A new study led by the University of California, San Diego, has found that a plant virus called “cowpea mosaic virus” could be of significant help in fighting cancer. The experts have shown that, when this virus infects cancerous cells, it signals to the immune system and activates a powerful anti-cancer response in the organism. Moreover, the immune response this virus helps build up appears to be so strong and long-lasting that it may possibly prevent other cancerous tumors from forming.
The researchers have studied the cowpea mosaic virus – which generally infects legumes – in the form of nanoparticles that they injected directly into cancerous tumors in animal models such as dogs and mice, in order to serve as a bait for their immune system. Once the lure was set, immune cells immediately detected the viral nanoparticles and sent alarms to the rest of the immune system that there was a foreign invader in the organism. While rallying up to fight the intruder, the immune cells started eliminating the cancerous cells containing the virus too.
“This study helps validate the cowpea mosaic plant virus nanoparticle as our lead cancer immunotherapy candidate,” said study senior author Nicole Steinmetz, a professor of Nanoengineering at the UC San Diego. “Now we have mechanistic data to explain why it is the most potent candidate, which further de-risks it for clinical translation.”

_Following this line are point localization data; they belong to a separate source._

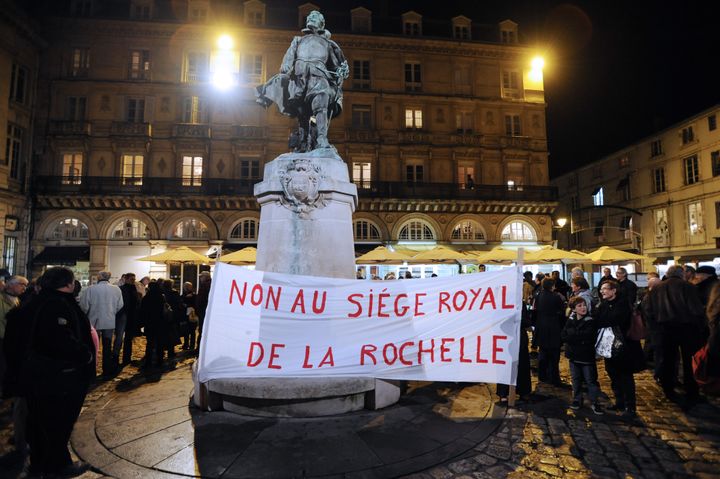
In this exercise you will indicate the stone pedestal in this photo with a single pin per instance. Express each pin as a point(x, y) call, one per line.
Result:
point(306, 206)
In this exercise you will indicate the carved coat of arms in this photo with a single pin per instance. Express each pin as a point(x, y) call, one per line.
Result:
point(300, 183)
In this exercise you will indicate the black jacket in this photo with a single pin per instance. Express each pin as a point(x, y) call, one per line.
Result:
point(579, 336)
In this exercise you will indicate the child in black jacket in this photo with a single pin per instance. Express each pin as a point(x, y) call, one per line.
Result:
point(579, 336)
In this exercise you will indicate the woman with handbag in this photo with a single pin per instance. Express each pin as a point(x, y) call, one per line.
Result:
point(627, 357)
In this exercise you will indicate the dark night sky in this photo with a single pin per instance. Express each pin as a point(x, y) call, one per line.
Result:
point(615, 70)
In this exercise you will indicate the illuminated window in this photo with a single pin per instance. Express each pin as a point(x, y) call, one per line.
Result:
point(72, 169)
point(70, 229)
point(192, 171)
point(518, 231)
point(361, 174)
point(416, 230)
point(130, 229)
point(245, 229)
point(413, 118)
point(468, 230)
point(190, 229)
point(132, 169)
point(139, 68)
point(366, 231)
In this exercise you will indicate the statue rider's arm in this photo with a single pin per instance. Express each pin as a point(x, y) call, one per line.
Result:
point(289, 59)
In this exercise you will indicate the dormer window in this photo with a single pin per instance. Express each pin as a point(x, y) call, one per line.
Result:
point(361, 20)
point(412, 23)
point(508, 32)
point(461, 28)
point(303, 11)
point(254, 13)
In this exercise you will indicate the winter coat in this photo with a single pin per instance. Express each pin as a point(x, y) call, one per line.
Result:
point(549, 320)
point(579, 336)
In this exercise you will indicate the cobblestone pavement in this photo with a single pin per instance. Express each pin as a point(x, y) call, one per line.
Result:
point(544, 438)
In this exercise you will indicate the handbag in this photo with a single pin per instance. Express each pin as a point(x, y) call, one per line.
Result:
point(637, 327)
point(604, 342)
point(701, 365)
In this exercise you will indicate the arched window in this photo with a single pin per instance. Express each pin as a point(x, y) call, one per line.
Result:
point(70, 228)
point(468, 230)
point(190, 229)
point(366, 231)
point(416, 230)
point(245, 229)
point(130, 229)
point(518, 231)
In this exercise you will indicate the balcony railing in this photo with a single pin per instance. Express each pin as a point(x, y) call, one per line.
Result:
point(108, 185)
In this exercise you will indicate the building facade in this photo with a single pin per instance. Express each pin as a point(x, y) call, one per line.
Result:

Professor Steinmetz and her team were surprised to discovered that this virus not only helps get rid of existing tumors, but also triggers a systemic immune response against any future tumors. Differently from other plant viruses that they tested (such as the cowpea severe mosaic virus or the tobacco ringspot virus), this particular virus activated additional toll-like receptors on the surface of immune cells that led to the production of more pro-inflammatory proteins called cytokines, while also significantly extending the duration of the cytokine response.
“We don’t see this with the other two plant viruses. The cytokine levels peak quickly, then go down and are gone,” explained study lead author Veronique Beiss, a former postdoctoral researcher in Professor Steinmetz’s laboratory. “This prolonged immune response is another key difference that sets cowpea mosaic virus apart.”
Further research is needed to clarify the precise mechanisms through which this virus leads to such an impressive response, and to assess its viability as a cancer immunotherapy treatment in humans.
“We’ve shown that it works, and now we need to show what makes it so special that it can induce this kind of response. That’s the knowledge gap we’re looking to fill,” concluded Dr. Beiss.
The study is published in the journal Molecular Pharmaceutics.